Omega: You grew up with Christianity, which speaks a lot to sacrifice and martyrdom—especially in African American communities—and now practice Buddhism, which teaches transformation of suffering into wisdom, detachment, and compassion. How do you re-frame “struggle”?

angel: I just had a bit of this conversation with Lama Rod Owens. We were on the train and I said, “You know I’ve released the use of the word struggle.” I said, “I don’t know what the proper term is for it, but linguistically there is no natural end to the word struggle: un-struggle, de-struggle. When do you stop?”
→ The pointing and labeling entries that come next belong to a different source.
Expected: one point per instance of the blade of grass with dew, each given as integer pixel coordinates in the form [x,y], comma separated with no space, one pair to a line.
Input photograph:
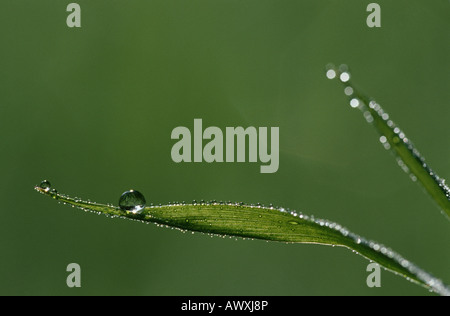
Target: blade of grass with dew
[395,140]
[260,222]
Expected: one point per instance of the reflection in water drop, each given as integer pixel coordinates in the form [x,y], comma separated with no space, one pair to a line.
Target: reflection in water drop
[331,74]
[354,103]
[45,185]
[132,201]
[345,76]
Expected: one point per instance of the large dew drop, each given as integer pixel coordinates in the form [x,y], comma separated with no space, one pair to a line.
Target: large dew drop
[132,201]
[45,185]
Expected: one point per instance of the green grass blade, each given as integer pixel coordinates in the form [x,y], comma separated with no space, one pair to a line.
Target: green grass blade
[395,140]
[259,222]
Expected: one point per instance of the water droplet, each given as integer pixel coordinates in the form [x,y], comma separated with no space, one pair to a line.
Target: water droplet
[45,185]
[345,76]
[132,201]
[354,103]
[331,74]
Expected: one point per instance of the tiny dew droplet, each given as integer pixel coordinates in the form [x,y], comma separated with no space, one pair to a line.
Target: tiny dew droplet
[132,201]
[45,185]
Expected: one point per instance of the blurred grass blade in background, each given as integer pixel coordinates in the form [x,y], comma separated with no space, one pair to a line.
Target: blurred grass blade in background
[395,140]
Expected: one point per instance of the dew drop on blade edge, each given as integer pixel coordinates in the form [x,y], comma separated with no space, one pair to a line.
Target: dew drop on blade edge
[132,201]
[45,185]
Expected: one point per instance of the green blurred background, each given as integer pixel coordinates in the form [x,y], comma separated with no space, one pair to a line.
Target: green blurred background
[92,109]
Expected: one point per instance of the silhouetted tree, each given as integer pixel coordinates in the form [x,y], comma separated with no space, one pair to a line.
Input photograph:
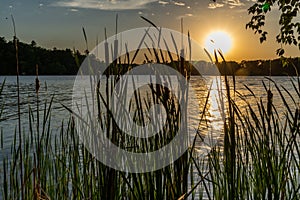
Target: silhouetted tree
[289,33]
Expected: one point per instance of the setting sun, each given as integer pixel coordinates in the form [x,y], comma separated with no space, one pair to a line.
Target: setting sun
[218,40]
So I think of it as working with something. That’s what Buddhism does. It may sound like a little turn of phrase but it makes a world of difference. So first, I’m working with it. I’m not struggling against it. Struggle feels like—this thing is consuming me. That it’s me against you, one of us is going to win and one is going to lose. I didn’t really care for that experience of incessant unmitigated struggle.

Buddhism has this notion of transmuting suffering. Chögyam Trungpa Rinpoche (founder of Shambhala Buddhist tradition) talks about working with the material. It’s like manure. You don’t go and struggle with the manure. You work with it as fertilizer. It goes through an alchemical process by you being willing to actually receive it. From “for or against” to “being with." It’s a receptive relationship—which is not to say that we ask for it. It is to say that we receive it as it comes.

That’s so relaxing—you don’t have to be for or against. Which is basically how we operate in all of our lives. We’ve got to move around in the world, and we see people. We’re sussing them out—am I for you or against you? Are you with me or against me? We’re doing that comparing all the time. But what if you just are me?

So whatever you bring I'm going to work with it, because you are me. You’re there. You’re just what is so. Today you bring a funky attitude, and I’m working with that. But I’m working with it from a relaxed place because I don’t have any immediate sense of getting rid of you, destroying you, competing with you, or running away from you. There’s a basic ground of ease that comes from holding an overall view: everything that arises is yours to work with. It isn’t this place of opposition and partitioning and division that our society thrives on.

I think that black folks bring their own interpretation to the Christian tradition. And of course at its core, like all of the great religions, it’s rooted in love. But the modern expression is riddled with the same illnesses that plague Western society—the aspects of it that have been lifted up foster division, opposition, and an orientation of conquer or be conquered.

And just in case you’re part of the peoples that need to be conquered, we have a little clause that is martyrdom and you’ll be rewarded in the next life for your sacrifice. So we mollify the people that dare to resist being conquered—when we rape your women, take your land, remove you from your home, and name you a color rather than a place—by saying you’ll be rewarded in heaven where there are no property or women to be concerned about or for us to acquire.

It's challenging, it’s a very complicated relationship to religion. It’s the power of having uprooted a people. Because we don’t have a sense of our own anymore—it’s like being in a place where all your clothes are borrowed. You’ve got to do the best you can, but nothing quite fits. And that setup was utterly intentional and systematic, it wasn’t an accident.

We can’t roll back the past, but we can certainly stop trying to do everything in our power to keep it going or get on board with it. You can’t just lament over it. We have a strange sense that if we acknowledge the depth and feel the pain, we’ll just be crushed and overwhelmed. It’s not true. It’s a very profound paradox that I got out of sitting with it—a real commitment to fully express myself and make myself available to the liberation of not just “my people,” but all people. Precisely because I have some beginning sense of what it means to have been so uprooted and forcibly disconnected.